Economists agree that wages and salaries will provide an important clue to reveal the broader trend of the American economy amid global volatility and slowing growth.
“The wages and salaries series is closely aligned with Aggregate Weekly payrolls which showed a similar gain in March,” said Rubeela Farooqi, economist at Stone McCarthy Research Associates. Farooqui’s forecast for personal income, slightly above the average, “is based on an estimated 0.4% gain in wages and salaries as well as an on-trend 0.3% increase in other income.”
2- Will rising oil prices influence consumers?
Stan Shipley, director at Bank of America Securities LLC, said that the gains in personal income are linked to the oil bonanza. “It is all about the oil,” he said. Through January consumers benefited from low oil bills, but this trend has changed over the last month. “They know gasoline prices are getting on the rise. So they are not going to rush out and spend the last cent like they did, because they know that the temporarily benefit that they have seen from 2014 until January this year is going to turn against them for several months. Consumers are pretty smart about prices,” said Shipley.

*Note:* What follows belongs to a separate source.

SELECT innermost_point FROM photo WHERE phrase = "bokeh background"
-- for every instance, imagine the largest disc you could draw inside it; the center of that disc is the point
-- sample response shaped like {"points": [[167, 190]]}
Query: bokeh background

3- Will consumers spending blossom this spring?
Rubeela Farouqui said that the gains in consumer spending have slow down in recent quarters because consumers are “definitely in a cautious mood.” But the economist expects “the PCE to rebound in the current quarter – a tightening labor market, rising incomes, low interest rates, inflation, gas prices as well as consumer confidence all should be positive for spending over coming months.”
4- Are we going to get out of the no-man’s land?
Thursday’s GDP report showed the US economy grew at its slowest pace in two years during the first three months of 2016. While jobs continue to add up and income expands, companies are holding off investments amid global headwinds and volatility. Stan Shipley said that if growth remains around 2% investors would continue to hold off. According to Shipley either an increase of more than 3.5% or less than 1% would hint at better-proven strategies and would provide clearer orientation for investors.